CONTEXT: Effects of liposomal particles on immune function have not been adequately investigated. Earlier reports indicate that intravenous injection of rats with pegylated liposomes comprising chemically defined specific lipids produces myeloid derived suppressor-cell (MDSC)-like cells in the spleen. OBJECTIVES: After liposome injection, we sought a cell surface marker expressed specifically on splenic macrophages. Then we assessed the immunosuppressive activity of macrophages positive for the marker. Furthermore, we investigated whether immunosuppression induction is an immunopharmacological action specific to this pegylated liposome, or not. MATERIALS AND METHODS: After using a microarray system to screen genes enhanced by this liposome, we evaluated cell surface expression of gene products using flow cytometry. Liposomes of several kinds, each comprising one type of phospholipid, were prepared and evaluated for their ability to induce T-cell suppression. RESULTS: Microarray analysis indicated enhanced B7-H3 expression. Flow cytometry revealed that the B7-H3 molecule was expressed on splenic macrophages after liposome injection. B7-H3+ macrophages were positive for iNOS. Removing B7-H3+ cells restored T-cell proliferation. Similarly to this liposome, various liposomes with different long chain fatty acids induced T-cell suppression when accumulated in the spleen. CONCLUSIONS: Immunosuppressive cells induced by this pegylated liposome closely resemble MDSCs, especially B7-H3+ MDSCs. Immunosuppression induction is not a phenomenon specific to this liposome. Accumulation of long chain fatty acid in macrophages by internalization of liposomal nanoparticles might be related to macrophage acquisition of immunosuppressive activity in vivo.

Liposomal microparticle injection can induce myeloid-derived suppressor cells (MDSC)-like cells in vivo.

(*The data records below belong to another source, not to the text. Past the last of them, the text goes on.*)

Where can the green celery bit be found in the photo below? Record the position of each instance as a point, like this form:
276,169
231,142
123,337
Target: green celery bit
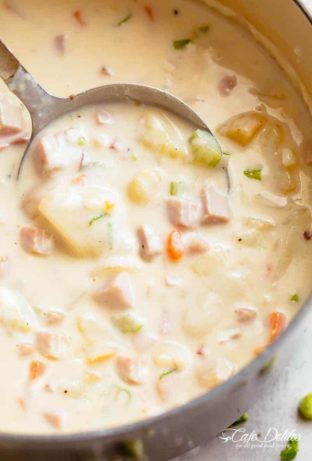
124,20
128,323
305,407
291,450
294,298
110,235
205,148
253,174
182,43
241,420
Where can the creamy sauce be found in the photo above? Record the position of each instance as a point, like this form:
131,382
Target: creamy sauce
133,276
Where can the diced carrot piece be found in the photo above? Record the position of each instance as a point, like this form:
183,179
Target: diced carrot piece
174,246
79,18
277,321
36,370
149,11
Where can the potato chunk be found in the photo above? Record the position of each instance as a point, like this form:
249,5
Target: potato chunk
161,135
243,128
79,216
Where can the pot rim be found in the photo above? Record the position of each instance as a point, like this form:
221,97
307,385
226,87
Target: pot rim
125,430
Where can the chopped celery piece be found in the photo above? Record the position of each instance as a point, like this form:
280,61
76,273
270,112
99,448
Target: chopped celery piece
205,148
291,450
181,44
128,323
305,407
253,174
124,20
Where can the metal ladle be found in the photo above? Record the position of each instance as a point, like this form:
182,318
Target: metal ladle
45,108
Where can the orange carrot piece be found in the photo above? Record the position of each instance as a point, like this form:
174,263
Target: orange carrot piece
277,321
149,11
174,246
36,370
21,403
79,18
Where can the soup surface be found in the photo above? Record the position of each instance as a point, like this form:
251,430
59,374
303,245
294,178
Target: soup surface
141,263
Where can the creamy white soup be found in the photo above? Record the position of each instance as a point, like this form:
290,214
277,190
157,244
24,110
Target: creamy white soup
142,263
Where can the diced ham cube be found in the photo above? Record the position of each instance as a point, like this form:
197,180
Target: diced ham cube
150,245
195,243
130,370
36,241
246,314
50,345
216,207
11,117
306,150
184,212
117,293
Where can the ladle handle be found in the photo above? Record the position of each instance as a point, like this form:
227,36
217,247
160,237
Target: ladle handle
38,102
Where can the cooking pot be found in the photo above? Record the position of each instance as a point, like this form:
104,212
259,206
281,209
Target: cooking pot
285,28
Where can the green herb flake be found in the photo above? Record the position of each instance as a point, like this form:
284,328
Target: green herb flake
124,20
253,174
241,420
168,373
294,298
305,407
175,188
97,218
290,451
182,43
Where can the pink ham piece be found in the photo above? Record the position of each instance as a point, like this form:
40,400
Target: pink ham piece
36,241
216,209
184,212
60,43
117,293
150,245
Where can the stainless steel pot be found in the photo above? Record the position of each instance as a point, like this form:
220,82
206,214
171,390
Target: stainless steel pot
286,28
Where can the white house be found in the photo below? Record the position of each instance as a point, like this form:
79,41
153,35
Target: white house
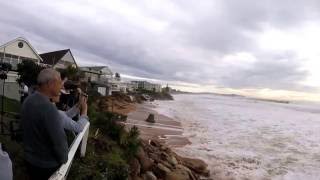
14,52
100,76
59,59
145,85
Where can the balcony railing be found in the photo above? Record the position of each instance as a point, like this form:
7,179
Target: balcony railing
82,138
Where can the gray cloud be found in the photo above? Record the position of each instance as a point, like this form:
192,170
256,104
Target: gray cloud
188,45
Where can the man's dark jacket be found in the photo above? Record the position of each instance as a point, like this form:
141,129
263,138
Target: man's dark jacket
45,142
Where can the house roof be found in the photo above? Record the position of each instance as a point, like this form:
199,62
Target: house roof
96,69
52,58
24,40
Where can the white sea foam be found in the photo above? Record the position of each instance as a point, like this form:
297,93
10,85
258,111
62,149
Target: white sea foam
245,138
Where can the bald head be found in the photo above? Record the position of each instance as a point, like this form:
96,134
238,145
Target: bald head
49,82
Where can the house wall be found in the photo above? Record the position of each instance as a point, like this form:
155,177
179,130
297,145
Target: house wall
65,61
25,51
11,90
102,90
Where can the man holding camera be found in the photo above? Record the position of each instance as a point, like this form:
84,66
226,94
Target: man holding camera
45,142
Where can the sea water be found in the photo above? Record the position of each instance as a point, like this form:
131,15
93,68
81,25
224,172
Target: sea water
243,138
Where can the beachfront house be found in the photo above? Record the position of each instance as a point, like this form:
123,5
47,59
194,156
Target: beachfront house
14,52
145,85
59,59
99,77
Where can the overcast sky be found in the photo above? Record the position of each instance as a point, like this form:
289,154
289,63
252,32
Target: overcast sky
267,45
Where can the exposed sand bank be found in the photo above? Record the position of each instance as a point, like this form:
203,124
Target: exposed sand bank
164,129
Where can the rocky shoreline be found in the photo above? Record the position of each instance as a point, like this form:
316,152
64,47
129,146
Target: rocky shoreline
156,158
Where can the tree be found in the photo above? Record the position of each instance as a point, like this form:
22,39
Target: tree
28,72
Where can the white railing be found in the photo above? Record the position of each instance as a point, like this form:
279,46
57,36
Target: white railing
82,137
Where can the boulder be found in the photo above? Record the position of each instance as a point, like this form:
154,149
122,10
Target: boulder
149,176
172,160
161,170
144,160
178,174
154,142
134,167
192,175
196,165
151,118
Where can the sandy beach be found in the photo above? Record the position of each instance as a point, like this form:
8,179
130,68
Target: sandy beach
164,129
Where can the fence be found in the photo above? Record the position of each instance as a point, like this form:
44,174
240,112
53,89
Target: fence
82,138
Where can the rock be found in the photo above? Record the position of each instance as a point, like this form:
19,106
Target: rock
172,160
178,174
192,175
134,167
155,143
136,178
144,160
196,165
161,171
167,164
149,176
151,118
156,157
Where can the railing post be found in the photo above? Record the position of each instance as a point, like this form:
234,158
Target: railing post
84,143
62,172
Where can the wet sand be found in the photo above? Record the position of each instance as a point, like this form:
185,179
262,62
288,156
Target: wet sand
164,129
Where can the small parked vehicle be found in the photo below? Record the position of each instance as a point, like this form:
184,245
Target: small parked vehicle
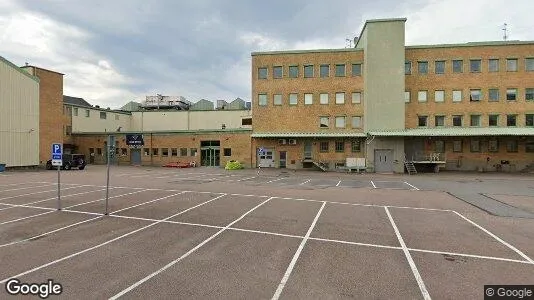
69,161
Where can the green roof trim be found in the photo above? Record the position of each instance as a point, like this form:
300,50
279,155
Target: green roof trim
306,134
458,131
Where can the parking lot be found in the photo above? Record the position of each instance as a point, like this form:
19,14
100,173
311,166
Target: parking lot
210,234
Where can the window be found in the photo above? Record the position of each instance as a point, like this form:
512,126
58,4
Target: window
277,99
511,94
293,99
457,66
421,96
340,98
476,95
356,98
278,72
408,68
293,71
324,122
457,146
475,65
340,146
493,120
340,122
439,121
308,99
511,146
475,120
439,96
323,98
493,146
422,67
262,99
262,73
356,122
422,121
324,71
356,69
406,96
511,120
355,146
493,65
340,70
456,96
493,95
439,67
475,146
511,65
308,71
457,120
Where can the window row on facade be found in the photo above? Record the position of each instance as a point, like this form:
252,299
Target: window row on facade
475,120
310,98
310,71
474,66
474,95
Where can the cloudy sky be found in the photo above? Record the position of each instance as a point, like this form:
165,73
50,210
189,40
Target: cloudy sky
115,51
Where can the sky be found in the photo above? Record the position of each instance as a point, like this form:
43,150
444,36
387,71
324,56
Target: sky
113,52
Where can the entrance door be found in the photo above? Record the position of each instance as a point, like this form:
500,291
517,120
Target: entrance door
384,160
283,158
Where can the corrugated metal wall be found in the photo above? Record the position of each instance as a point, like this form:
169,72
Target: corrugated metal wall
19,117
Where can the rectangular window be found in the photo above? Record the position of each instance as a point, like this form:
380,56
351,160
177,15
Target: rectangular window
340,70
308,71
356,122
262,73
308,99
457,120
407,68
340,98
511,94
439,67
421,96
356,98
493,120
324,71
511,64
439,96
340,122
422,121
493,95
324,122
457,96
475,120
262,99
293,99
511,120
475,95
323,98
457,66
356,69
277,99
422,66
493,65
293,71
340,146
475,65
439,121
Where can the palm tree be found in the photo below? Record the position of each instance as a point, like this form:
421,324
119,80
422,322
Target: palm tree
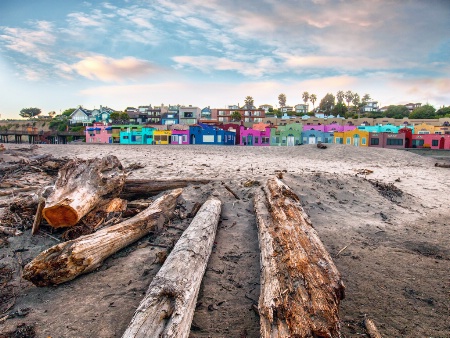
348,97
236,116
249,102
313,99
305,97
340,96
282,100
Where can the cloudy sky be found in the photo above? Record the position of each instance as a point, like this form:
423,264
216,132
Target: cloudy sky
58,54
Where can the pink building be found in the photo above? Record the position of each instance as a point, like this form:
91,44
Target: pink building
434,141
252,137
329,128
99,133
180,137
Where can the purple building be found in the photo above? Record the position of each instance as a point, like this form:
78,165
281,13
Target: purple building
180,137
252,137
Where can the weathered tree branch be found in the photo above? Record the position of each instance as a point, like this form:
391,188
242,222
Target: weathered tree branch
300,285
168,308
65,261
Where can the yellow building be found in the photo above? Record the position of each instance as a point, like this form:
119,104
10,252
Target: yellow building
358,138
162,136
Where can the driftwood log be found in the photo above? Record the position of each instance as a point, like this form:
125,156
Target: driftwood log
301,287
80,185
65,261
141,188
168,308
442,165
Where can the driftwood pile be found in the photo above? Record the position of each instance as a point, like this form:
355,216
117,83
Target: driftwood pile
300,286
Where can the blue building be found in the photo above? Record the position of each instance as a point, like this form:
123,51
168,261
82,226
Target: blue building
315,136
204,134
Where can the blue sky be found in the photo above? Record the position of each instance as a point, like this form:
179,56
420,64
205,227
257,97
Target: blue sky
59,54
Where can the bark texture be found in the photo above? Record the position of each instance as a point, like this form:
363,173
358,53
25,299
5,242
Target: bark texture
65,261
301,287
80,185
168,308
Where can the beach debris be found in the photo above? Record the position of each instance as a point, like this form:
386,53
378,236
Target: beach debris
142,188
442,165
169,305
320,145
364,172
135,166
251,183
387,190
301,287
65,261
230,190
38,216
10,231
80,186
371,328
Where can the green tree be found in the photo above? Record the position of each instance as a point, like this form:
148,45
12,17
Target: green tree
424,112
396,112
305,97
340,96
327,103
30,112
348,97
313,99
282,100
248,101
236,116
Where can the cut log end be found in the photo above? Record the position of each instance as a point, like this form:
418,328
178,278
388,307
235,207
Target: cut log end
59,216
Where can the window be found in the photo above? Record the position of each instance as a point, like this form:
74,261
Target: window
394,142
418,143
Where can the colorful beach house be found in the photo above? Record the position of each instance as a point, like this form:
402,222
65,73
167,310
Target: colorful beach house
356,137
99,133
254,137
162,136
388,140
432,141
315,136
180,137
136,134
205,134
386,128
287,135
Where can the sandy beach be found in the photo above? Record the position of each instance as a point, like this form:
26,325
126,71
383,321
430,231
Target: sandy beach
393,247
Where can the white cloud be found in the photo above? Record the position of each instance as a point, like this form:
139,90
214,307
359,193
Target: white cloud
100,67
34,43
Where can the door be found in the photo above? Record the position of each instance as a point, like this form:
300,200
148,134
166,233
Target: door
290,140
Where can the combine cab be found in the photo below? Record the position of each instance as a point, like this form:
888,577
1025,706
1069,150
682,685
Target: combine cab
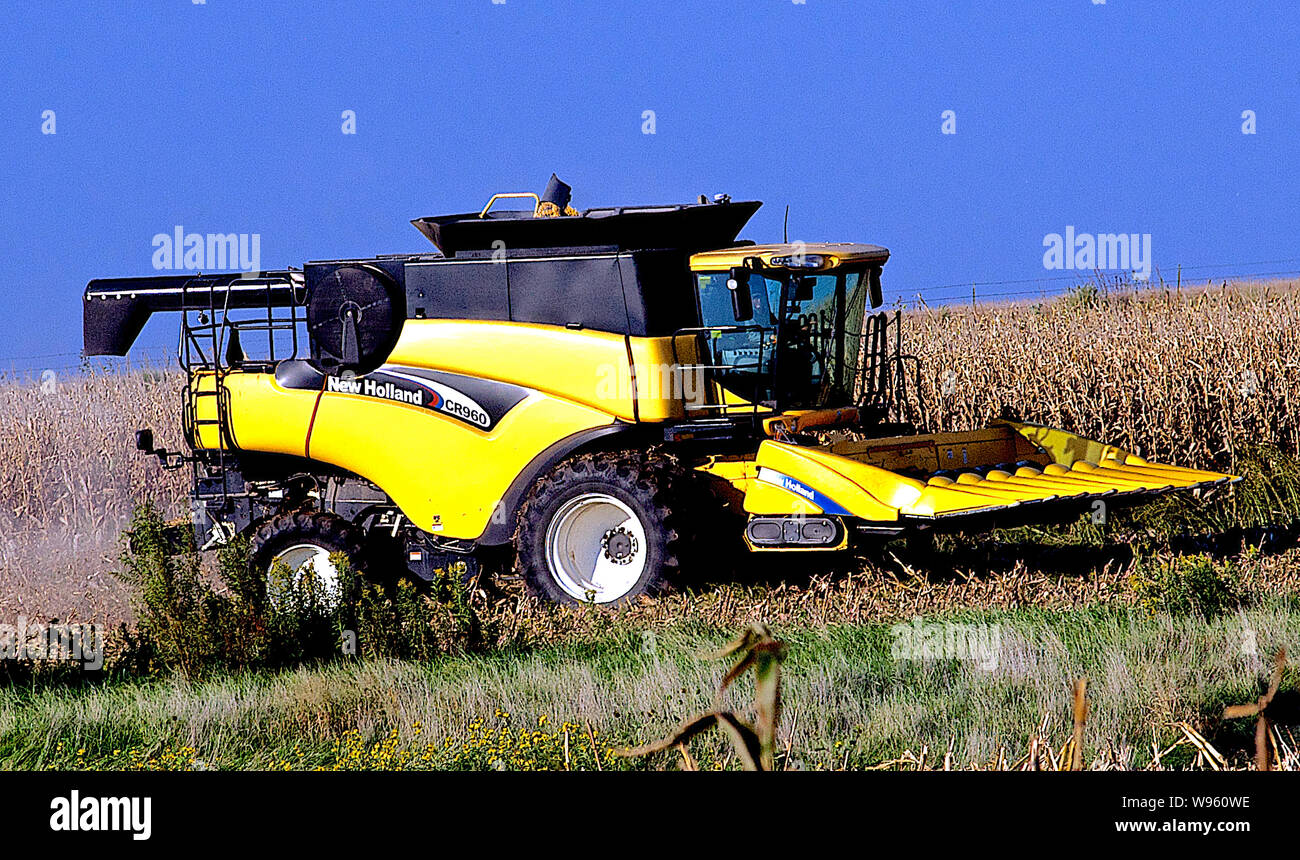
576,386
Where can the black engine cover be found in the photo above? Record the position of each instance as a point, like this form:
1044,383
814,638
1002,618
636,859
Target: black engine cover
354,313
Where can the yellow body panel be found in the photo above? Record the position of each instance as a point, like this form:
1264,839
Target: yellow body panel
445,476
588,368
263,416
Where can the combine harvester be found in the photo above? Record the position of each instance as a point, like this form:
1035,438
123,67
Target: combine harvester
577,385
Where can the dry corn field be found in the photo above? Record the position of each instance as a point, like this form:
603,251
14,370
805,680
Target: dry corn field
1184,376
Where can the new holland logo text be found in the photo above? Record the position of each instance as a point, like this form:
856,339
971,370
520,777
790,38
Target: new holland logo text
376,389
416,391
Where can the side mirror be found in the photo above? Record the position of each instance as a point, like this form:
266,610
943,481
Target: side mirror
742,304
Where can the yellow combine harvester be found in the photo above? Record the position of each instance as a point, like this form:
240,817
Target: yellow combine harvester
599,390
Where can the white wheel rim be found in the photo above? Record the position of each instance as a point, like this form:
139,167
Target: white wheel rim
307,556
596,548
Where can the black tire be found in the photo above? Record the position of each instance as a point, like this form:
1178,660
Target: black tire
329,531
644,485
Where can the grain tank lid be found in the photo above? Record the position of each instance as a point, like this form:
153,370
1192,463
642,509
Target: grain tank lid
687,226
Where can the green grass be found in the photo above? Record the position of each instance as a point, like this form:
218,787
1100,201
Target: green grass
848,700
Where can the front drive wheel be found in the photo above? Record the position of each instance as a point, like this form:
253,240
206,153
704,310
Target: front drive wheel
598,529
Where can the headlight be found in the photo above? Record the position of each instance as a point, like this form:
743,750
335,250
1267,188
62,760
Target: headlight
800,261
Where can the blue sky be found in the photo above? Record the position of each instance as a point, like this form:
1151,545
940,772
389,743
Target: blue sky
226,117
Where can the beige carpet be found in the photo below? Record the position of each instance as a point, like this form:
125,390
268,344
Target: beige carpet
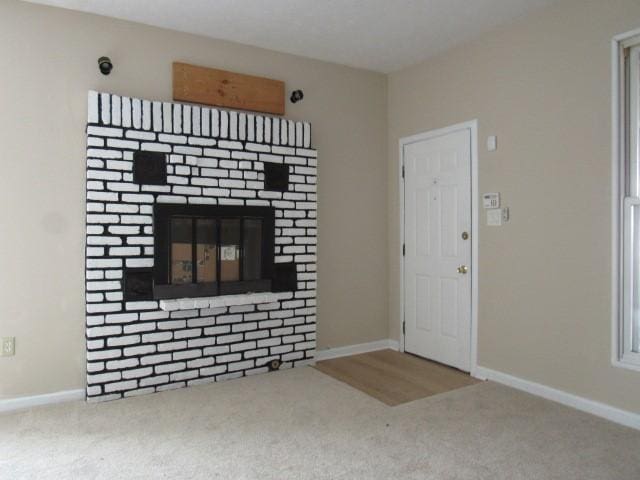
302,424
395,377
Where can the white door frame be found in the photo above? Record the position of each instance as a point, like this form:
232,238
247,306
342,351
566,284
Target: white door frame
472,126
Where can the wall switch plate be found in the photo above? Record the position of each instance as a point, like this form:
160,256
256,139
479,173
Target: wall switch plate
8,346
492,143
496,217
491,200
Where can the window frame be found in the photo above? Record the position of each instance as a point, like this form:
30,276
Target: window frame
162,215
626,192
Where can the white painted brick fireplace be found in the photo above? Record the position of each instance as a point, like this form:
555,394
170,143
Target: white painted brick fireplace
214,157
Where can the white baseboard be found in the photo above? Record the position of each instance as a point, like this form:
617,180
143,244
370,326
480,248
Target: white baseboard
337,352
603,410
10,404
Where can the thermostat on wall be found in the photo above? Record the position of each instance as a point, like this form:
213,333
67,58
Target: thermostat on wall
491,200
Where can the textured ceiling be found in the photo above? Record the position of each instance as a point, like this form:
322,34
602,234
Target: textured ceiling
379,35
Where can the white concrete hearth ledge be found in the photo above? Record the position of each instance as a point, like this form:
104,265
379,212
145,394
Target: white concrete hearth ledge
222,301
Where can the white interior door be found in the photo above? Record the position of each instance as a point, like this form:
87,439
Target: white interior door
437,259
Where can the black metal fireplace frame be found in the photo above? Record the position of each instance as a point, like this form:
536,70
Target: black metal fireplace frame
162,214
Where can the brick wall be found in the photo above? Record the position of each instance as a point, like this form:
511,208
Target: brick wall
213,157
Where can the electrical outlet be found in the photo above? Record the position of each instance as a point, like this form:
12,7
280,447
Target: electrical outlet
8,346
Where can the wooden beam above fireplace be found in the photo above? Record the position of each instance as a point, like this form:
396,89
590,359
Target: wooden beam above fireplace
220,88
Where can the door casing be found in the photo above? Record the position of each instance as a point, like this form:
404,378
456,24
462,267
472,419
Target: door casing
472,126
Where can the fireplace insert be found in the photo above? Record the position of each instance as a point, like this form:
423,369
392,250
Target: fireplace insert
202,250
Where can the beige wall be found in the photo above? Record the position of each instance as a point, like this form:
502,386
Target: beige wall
542,85
48,61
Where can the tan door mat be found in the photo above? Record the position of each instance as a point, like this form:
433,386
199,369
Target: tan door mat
393,377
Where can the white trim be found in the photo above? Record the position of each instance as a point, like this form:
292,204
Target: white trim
617,415
356,349
473,127
20,403
618,43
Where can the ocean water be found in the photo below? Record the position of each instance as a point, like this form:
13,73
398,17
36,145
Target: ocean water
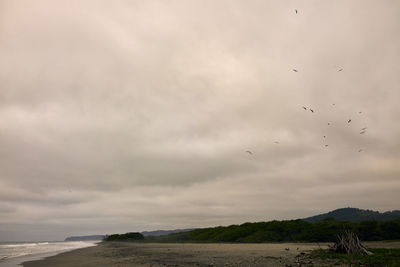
13,254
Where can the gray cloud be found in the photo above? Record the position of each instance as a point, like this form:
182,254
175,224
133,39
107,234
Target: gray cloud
136,115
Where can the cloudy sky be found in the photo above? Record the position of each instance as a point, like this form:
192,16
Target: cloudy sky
120,116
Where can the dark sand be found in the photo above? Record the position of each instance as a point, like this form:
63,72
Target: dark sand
189,254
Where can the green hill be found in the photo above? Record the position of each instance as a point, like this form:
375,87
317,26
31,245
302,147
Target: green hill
355,215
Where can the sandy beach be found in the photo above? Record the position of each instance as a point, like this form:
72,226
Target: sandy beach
188,254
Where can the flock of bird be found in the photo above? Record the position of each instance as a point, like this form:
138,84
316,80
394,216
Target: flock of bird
362,131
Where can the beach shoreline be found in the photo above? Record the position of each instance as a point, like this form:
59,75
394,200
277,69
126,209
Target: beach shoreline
188,254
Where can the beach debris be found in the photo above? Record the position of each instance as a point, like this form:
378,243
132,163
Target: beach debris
347,242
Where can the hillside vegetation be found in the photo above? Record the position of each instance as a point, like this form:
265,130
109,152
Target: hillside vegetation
287,231
356,215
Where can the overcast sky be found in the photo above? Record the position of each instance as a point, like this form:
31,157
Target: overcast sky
120,116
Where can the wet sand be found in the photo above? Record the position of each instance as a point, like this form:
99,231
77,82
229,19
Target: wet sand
189,254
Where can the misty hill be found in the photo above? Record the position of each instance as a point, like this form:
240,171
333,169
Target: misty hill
355,215
286,231
164,232
85,238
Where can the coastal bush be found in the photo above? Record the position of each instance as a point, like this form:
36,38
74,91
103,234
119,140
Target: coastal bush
287,231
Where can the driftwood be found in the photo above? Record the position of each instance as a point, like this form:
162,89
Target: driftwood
348,242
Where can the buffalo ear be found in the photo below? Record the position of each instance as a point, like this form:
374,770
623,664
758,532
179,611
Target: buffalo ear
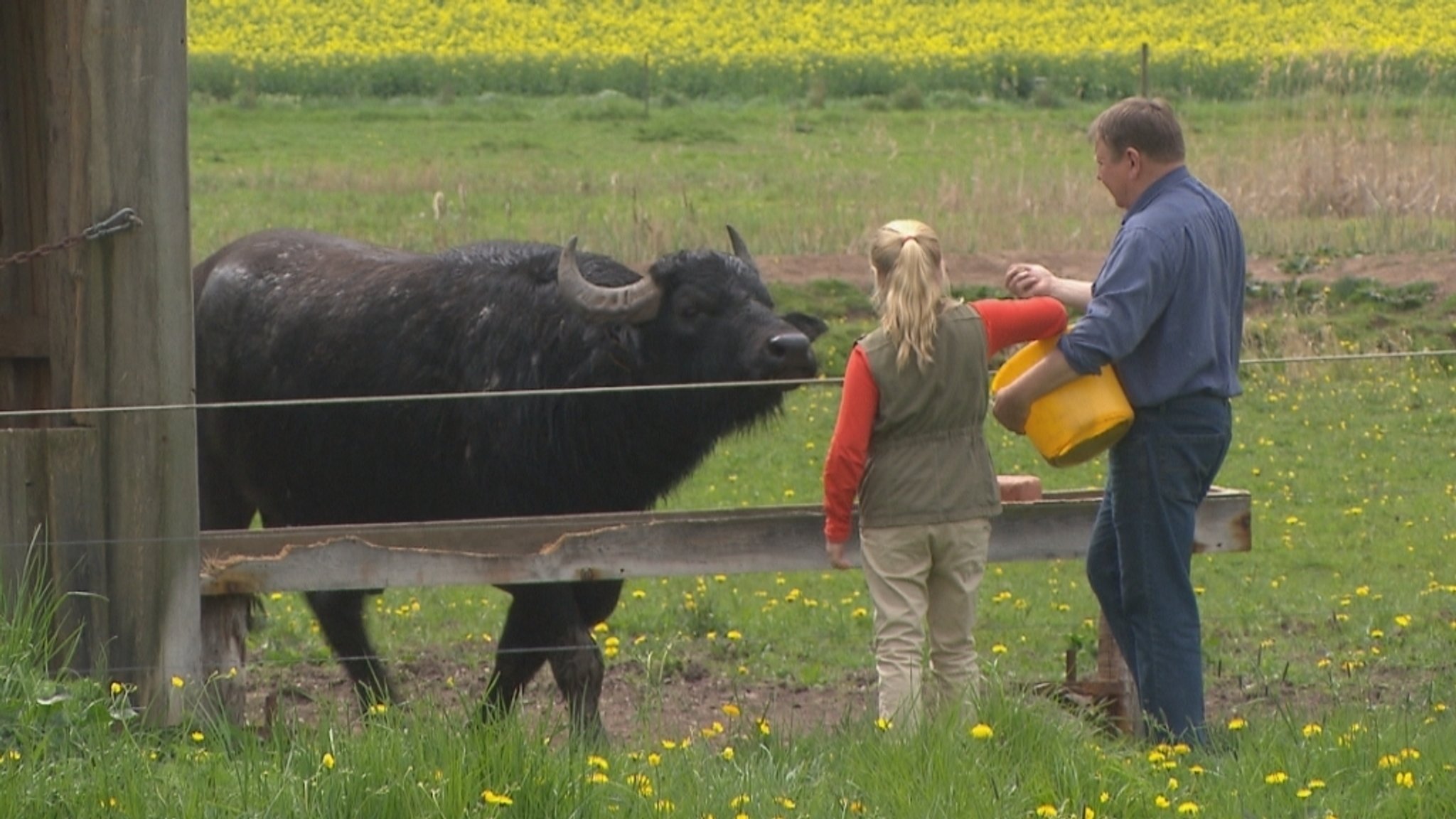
808,326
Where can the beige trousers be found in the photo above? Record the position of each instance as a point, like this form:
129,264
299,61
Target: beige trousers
925,579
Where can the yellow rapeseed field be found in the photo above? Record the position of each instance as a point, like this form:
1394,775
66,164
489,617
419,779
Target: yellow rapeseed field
734,31
813,37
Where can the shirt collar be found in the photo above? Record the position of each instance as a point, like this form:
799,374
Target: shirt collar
1169,180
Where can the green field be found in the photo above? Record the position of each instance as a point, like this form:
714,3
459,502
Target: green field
1328,646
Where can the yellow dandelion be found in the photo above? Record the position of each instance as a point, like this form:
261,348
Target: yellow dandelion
491,798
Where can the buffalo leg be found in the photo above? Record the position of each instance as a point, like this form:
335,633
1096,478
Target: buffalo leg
341,617
545,624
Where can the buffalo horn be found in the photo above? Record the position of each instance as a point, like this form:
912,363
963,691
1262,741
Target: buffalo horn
740,248
632,304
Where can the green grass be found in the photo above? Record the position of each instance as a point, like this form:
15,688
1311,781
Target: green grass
1328,646
1351,176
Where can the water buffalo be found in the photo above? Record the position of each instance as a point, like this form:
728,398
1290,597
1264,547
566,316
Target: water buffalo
287,315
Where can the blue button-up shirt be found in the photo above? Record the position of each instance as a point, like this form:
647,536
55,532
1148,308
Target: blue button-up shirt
1167,309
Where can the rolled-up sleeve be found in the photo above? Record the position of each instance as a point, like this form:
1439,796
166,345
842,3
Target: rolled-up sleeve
1129,295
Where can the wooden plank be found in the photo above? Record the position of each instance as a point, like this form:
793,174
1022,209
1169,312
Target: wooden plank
536,550
23,337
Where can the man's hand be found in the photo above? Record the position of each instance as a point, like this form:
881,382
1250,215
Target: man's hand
1027,280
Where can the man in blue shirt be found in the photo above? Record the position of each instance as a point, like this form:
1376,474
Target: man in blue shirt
1167,311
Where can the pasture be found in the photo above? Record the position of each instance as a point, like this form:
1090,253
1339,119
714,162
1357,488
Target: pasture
1328,646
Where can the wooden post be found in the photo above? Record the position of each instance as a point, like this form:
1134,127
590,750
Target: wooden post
92,120
1113,669
647,86
1143,85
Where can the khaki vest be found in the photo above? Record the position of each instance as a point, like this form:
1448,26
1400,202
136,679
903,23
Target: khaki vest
928,459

CONTEXT: Myeloid-derived suppressor cells (MDSCs) are a subset of immature myeloid cells that function as immunosuppressive cells in various pathological conditions. Membrane-derived microvesicles are thought to be involved in MDSC induction. Earlier reports have described that injection of considerable amount of liposome into rat can suppress Con A-induced splenic T-cell proliferation. Liposome-internalized cells expressing CD11b/c suppress T-cell proliferation. Nitric oxide (NO) appears to be involved in the suppression. We speculated that, similarly to membrane-derived microvesicles, liposomal microparticles can induce MDSC-like cells in vivo. OBJECTIVES: To confirm our speculation we investigated dose-dependency of the suppressive effect, the effect of liposome on the induction of inducible NO synthase (iNOS), and anti-CD3 antibody-stimulated T-cell proliferation and cytokine production. MATERIALS AND METHODS: Liposome particles of 250 nm diameter were prepared and suspended in saline. Then, various amounts of liposomal suspension were injected intravenously into rats. After 24 h, rat spleens were removed and concanavalin A (or anti-CD3 antibody) stimulated-splenic T-cell proliferation and the production of iNOS, NO and cytokines were evaluated. RESULTS: T-cell proliferation was suppressed dose-dependently by liposome injection. The immunosuppressive cell exerts its suppressive activity in a dose-dependent manner. The suppression was eliminated by iNOS inhibitor. iNOS was detected in liposome-loaded splenocytes. Anti-CD3 antibody-stimulated T-cell proliferation was also inhibited. Enhanced production of IL-10 was observed. CONCLUSIONS: Liposomal microparticles can induce MDSC-like cells in vivo. The lipids which comprise liposomes might serve an important role in the induction of MDSCs in vivo.